The radio announces the names of the dead daily.

What do you foresee in the coming days?

This has been the worst war. Every three years a new assault begins and we pay the price. I feel depressed. I seriously do not know what to expect because we are tired of the siege. We want a lasting solution. If UNRWA, a UN body, is still being hit, then what hope do we have? Where are we going to go – we cannot throw ourselves in the sea.

My family and I, about a week ago, returned to recover and look for any possessions from the rubble site where our building used to stand and the stench was unbearable from rotting bodies. I saw corpses, or parts of them, being pulled out by the Red Cross workers and it broke me.

This is just my story, and I feel lucky so far, but it is repeated all over Gaza in Shujaiya, Beit Lahiya, Rafah and Khan Younes. There are no expectations, only hopes for a life of dignity.

How are you and your colleagues feeling about not being able to continue your work?

Right before the conflict, we were finalising the strategic plan for Taajawob. We had conducted a series of trainings for the citizens’ committee members and drew up codes of conduct that were to be shared in a public meeting with citizens to inform them of their rights. Now that there’s a lull in the military strikes, I have been able to see my colleagues and see if the office is still standing.

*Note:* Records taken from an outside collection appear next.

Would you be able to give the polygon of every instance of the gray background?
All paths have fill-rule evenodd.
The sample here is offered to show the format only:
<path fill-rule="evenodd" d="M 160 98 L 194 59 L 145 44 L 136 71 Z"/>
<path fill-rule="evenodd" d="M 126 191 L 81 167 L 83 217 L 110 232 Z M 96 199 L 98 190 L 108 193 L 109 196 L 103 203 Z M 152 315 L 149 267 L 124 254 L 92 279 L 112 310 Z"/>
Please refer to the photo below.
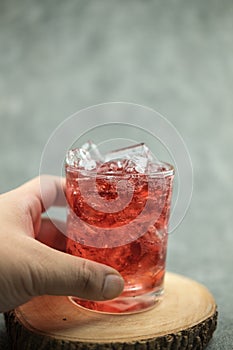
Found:
<path fill-rule="evenodd" d="M 208 350 L 233 348 L 232 91 L 231 0 L 0 1 L 0 191 L 38 175 L 48 137 L 81 108 L 129 101 L 166 116 L 194 167 L 168 269 L 216 299 Z"/>

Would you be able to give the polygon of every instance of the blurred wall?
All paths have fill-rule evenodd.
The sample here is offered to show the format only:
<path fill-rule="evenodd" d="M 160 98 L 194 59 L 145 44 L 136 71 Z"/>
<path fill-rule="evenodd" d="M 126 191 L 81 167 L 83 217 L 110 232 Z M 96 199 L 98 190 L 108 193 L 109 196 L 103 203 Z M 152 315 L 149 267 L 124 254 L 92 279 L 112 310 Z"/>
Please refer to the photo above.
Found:
<path fill-rule="evenodd" d="M 38 174 L 48 137 L 77 110 L 154 108 L 181 133 L 194 167 L 168 266 L 222 300 L 214 285 L 232 290 L 222 267 L 233 243 L 232 18 L 231 0 L 0 1 L 0 191 Z"/>

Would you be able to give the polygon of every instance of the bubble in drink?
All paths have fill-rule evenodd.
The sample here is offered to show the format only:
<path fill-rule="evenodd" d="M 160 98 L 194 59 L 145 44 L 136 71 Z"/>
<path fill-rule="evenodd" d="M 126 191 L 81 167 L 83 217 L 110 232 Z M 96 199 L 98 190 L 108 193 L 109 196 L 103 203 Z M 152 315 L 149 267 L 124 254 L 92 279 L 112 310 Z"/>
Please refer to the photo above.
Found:
<path fill-rule="evenodd" d="M 66 163 L 66 251 L 115 268 L 125 288 L 112 301 L 73 300 L 96 311 L 137 312 L 152 307 L 163 291 L 173 167 L 155 162 L 144 144 L 104 159 L 89 172 L 82 172 L 82 163 Z M 130 203 L 122 207 L 129 191 Z"/>

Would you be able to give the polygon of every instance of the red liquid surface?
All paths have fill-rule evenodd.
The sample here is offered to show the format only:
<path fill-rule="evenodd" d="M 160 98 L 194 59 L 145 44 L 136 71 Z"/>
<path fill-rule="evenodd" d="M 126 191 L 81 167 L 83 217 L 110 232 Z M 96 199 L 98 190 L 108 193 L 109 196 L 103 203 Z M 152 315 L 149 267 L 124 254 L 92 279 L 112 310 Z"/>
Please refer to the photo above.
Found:
<path fill-rule="evenodd" d="M 113 166 L 114 173 L 106 173 Z M 90 173 L 66 168 L 66 251 L 112 266 L 125 280 L 123 293 L 113 302 L 73 300 L 93 310 L 114 313 L 147 308 L 143 295 L 160 294 L 163 289 L 173 179 L 173 175 L 117 170 L 116 162 L 105 163 L 95 179 Z M 122 206 L 129 192 L 130 201 Z M 103 210 L 109 209 L 110 203 L 114 211 Z"/>

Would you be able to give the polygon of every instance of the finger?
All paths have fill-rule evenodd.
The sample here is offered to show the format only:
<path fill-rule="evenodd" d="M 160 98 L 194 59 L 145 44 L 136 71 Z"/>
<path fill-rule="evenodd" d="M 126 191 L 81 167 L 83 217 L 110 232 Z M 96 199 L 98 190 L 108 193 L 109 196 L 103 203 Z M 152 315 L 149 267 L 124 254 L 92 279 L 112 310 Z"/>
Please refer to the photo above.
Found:
<path fill-rule="evenodd" d="M 48 218 L 41 220 L 40 231 L 36 235 L 36 239 L 41 243 L 46 244 L 51 248 L 55 248 L 60 251 L 66 249 L 65 222 L 53 219 L 51 221 Z"/>
<path fill-rule="evenodd" d="M 123 278 L 109 266 L 42 244 L 39 254 L 40 264 L 33 265 L 32 270 L 34 295 L 73 295 L 90 300 L 106 300 L 115 298 L 123 290 Z"/>

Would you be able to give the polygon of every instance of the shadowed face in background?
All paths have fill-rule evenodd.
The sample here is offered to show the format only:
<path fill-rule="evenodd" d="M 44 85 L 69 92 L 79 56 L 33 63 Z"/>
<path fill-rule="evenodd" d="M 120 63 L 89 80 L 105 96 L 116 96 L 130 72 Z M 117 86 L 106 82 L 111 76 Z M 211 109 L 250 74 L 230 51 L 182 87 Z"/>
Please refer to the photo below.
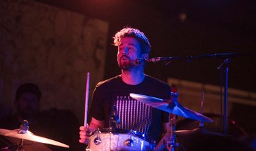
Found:
<path fill-rule="evenodd" d="M 23 120 L 29 120 L 39 110 L 39 100 L 35 94 L 24 93 L 16 100 L 15 107 Z"/>

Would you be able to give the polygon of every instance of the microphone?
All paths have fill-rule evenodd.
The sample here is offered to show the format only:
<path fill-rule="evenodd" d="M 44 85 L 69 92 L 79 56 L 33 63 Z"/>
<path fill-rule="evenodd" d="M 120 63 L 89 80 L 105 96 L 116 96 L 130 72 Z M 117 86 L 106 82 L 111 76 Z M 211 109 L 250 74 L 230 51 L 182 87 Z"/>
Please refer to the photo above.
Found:
<path fill-rule="evenodd" d="M 160 61 L 171 61 L 172 58 L 177 58 L 177 57 L 155 57 L 155 58 L 138 58 L 135 60 L 135 63 L 137 65 L 139 65 L 141 63 L 158 63 Z"/>

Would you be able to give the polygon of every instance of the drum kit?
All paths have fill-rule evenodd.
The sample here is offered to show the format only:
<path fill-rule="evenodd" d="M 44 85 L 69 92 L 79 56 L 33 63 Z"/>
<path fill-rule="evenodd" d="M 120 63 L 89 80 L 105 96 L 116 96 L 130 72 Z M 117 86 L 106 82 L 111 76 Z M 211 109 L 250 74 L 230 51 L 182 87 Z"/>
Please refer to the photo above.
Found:
<path fill-rule="evenodd" d="M 161 99 L 139 94 L 130 93 L 130 96 L 139 101 L 152 107 L 169 113 L 169 124 L 171 131 L 166 134 L 165 140 L 158 144 L 164 144 L 168 150 L 175 150 L 179 146 L 175 142 L 175 135 L 193 135 L 193 133 L 206 134 L 209 135 L 225 136 L 225 135 L 210 132 L 203 128 L 203 122 L 214 122 L 210 118 L 197 113 L 187 107 L 183 107 L 177 100 L 178 93 L 171 93 L 171 99 Z M 201 103 L 202 104 L 202 103 Z M 173 116 L 174 115 L 174 116 Z M 175 131 L 175 116 L 180 116 L 200 121 L 199 127 L 194 130 Z M 110 127 L 98 129 L 92 133 L 89 138 L 87 150 L 156 150 L 156 142 L 150 140 L 146 135 L 134 131 L 128 131 Z"/>
<path fill-rule="evenodd" d="M 23 121 L 20 129 L 14 130 L 0 129 L 0 135 L 6 137 L 6 138 L 10 138 L 8 139 L 10 141 L 17 141 L 17 139 L 18 139 L 19 140 L 19 142 L 16 142 L 16 144 L 10 143 L 10 144 L 8 146 L 1 146 L 0 150 L 35 150 L 35 148 L 36 148 L 36 150 L 51 150 L 46 146 L 42 146 L 41 144 L 46 144 L 63 148 L 70 147 L 69 146 L 63 143 L 34 135 L 33 133 L 29 131 L 29 122 L 27 120 Z"/>

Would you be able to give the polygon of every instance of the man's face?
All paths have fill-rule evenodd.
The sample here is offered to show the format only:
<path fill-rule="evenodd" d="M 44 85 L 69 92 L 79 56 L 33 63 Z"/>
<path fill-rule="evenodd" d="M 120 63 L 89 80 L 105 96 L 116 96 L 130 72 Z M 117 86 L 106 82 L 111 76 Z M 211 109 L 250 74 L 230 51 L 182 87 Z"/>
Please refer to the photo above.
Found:
<path fill-rule="evenodd" d="M 24 120 L 28 120 L 39 110 L 39 100 L 35 95 L 30 93 L 23 93 L 16 100 L 16 109 Z"/>
<path fill-rule="evenodd" d="M 137 66 L 135 61 L 139 57 L 140 45 L 133 37 L 124 37 L 118 46 L 117 63 L 123 70 Z"/>

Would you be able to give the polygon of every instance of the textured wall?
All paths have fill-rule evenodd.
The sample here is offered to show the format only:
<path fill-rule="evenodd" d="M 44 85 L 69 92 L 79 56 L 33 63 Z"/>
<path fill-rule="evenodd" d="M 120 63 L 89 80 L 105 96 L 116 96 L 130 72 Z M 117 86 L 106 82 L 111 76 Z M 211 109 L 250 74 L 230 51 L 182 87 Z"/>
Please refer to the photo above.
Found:
<path fill-rule="evenodd" d="M 0 101 L 12 108 L 17 87 L 34 82 L 41 110 L 69 109 L 83 121 L 87 73 L 91 94 L 103 79 L 108 29 L 32 1 L 0 1 Z"/>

We went and tried to comfort our colleague Rami who has tragically lost eight members of his family including his father, mother and sister. It was heartbreaking and sad to see him in such a state. The sadness is always there.

We meet at 11:00am for a couple of hours and are already planning to provide psychosocial programmes for the thousands of children that need it after this conflict ends.

Gaza office staff from left to right: Wael Baalousha, Bakr Al Turkmani, Marwa Abu Odeh, Wala Al Qawasmi. Rami Wahdan, not present in the photo, is also a member of the Gaza staff.